Sunrise

Web of Compassion

Esther P. Littlewood

A middle-aged couple entered the restaurant where we were drinking a cup of coffee, the woman wheeling a pusher with a baby in it — except that it was not a normal pusher but shaped flat like a tray, with the type of wheel one finds on a wheelchair; the baby that lay on it was a much older child with a big head but with a misshapen body the size of an 8-month-old infant. As they made their way through the diningroom, people's eyes followed the little procession and someone near me murmured: "They never should have let it live." It was said with deep pity in the voice, and it was even an understandable reaction.
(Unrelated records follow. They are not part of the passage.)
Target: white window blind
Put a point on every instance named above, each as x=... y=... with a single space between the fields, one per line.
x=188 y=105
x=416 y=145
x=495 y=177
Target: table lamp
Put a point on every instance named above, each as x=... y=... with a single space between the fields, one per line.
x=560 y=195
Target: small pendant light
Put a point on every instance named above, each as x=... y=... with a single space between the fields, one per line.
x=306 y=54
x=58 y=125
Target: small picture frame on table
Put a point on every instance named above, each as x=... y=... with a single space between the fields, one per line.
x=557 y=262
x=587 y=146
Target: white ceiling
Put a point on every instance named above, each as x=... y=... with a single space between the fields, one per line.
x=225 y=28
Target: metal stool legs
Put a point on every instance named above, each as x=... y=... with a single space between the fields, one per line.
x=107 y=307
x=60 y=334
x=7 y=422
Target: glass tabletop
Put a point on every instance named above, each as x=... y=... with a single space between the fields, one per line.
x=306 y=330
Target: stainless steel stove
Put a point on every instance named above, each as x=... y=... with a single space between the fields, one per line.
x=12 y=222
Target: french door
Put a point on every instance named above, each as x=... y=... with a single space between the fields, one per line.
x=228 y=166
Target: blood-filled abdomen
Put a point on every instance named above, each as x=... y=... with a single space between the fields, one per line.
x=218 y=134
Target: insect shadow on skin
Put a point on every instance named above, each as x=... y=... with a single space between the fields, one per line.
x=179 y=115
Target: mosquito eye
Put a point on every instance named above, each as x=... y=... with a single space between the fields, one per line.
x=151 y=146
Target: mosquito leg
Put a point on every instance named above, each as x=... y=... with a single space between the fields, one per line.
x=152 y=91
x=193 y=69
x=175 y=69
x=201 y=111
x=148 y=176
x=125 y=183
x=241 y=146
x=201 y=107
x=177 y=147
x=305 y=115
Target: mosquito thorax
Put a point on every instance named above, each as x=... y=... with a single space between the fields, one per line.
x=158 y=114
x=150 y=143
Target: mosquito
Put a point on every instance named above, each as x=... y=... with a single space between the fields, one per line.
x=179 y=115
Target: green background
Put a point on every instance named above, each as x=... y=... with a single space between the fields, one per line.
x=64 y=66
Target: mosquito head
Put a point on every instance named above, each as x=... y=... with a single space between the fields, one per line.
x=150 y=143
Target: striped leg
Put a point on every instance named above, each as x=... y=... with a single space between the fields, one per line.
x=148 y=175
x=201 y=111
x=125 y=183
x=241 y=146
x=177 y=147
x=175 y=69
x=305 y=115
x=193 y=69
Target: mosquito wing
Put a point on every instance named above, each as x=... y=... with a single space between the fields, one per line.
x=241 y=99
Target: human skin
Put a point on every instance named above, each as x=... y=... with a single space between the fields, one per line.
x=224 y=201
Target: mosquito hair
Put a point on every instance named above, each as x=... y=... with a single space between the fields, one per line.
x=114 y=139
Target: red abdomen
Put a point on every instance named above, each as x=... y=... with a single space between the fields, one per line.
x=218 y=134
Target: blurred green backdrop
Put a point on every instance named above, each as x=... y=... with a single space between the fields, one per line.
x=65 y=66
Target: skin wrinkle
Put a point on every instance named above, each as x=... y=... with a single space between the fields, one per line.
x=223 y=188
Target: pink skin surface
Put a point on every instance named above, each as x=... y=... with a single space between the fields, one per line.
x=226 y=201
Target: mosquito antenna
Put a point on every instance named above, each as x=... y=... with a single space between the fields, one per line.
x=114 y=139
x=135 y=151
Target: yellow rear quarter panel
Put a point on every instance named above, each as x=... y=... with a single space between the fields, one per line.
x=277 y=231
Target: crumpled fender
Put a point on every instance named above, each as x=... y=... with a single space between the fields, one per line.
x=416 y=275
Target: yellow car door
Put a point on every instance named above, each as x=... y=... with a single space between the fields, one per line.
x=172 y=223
As the parents settled in a booth, however, it soon became apparent that the child in question would not have shared those sentiments for, impossible as it seemed, it wheeled itself all around with its tiny arms and hands, chatting with the waitress, and obviously enjoying itself. When dinner was served, it was called to order and, lying on its side on top of the table, shielded from the draft by a big shawl, it heartily ate a good helping of spaghetti — the long slithery threads never missing its mouth.

The remark that they should not "have let it live," lingered in my mind. On the surface one might see nothing but suffering in the situation, both for the father and mother who must have had this baby late in life, and for the little thing itself, as yet not fully aware of its fate. But there was another side to it: what struck one was the irrepressible urge of the child to look around and communicate, its will to live and experience. Then too, there were the kindness and love of the parents and the obvious ingenuity with which they had taught it to move around and manage to do for itself whatever it could. As they sat there, they were not gloomy and down-at-heart, but a cheerful family, laughing and having a pleasant time together.

Terrible as their circumstances might seem to us, from the larger viewpoint here was also an opportunity for all three individuals involved to learn patience, acceptance and self-sacrifice. The older people evinced inner strength, no doubt born from their difficulties and the positive approach they had adopted. And what about the child itself? One might well wonder what courage a soul must have to take upon itself a condition of total helplessness. Had the personality been of such a dominating disposition in a former life that this constraint was necessary to force it into another direction? For whenever we grow too one-sided, nature provides checks, limits, in an attempt to reestablish harmony and balance. She made us so we can feel pain, or we might senselessly destroy ourselves; she also endowed us with the capacity to suffer, thereby setting boundaries to our self-centered impulses. Mercifully, a veil of oblivion falls between one embodiment and the next, thereby focusing our full attention on the present — the only moment in time over which we have control.

"Hopefully they have a philosophy or religion to explain things," I said to my life-partner. He replied: "Do you remember my telling you of some old friends of mine who began to look for answers just because of a similar situation?" I nodded. Karma's web surrounds us, linking our destiny with that of others, and in its divinely devised economy it works for the greatest all-round benefit of everyone concerned. Sometimes we feel as though this web is nothing but a prison, physically and psychologically, from which we would fain free ourselves. But when we stop our desperate struggle and rise above our circumstances for a moment of honest reflection, we can suddenly perceive that each of its threads is woven from the prime substance of the universe: compassion.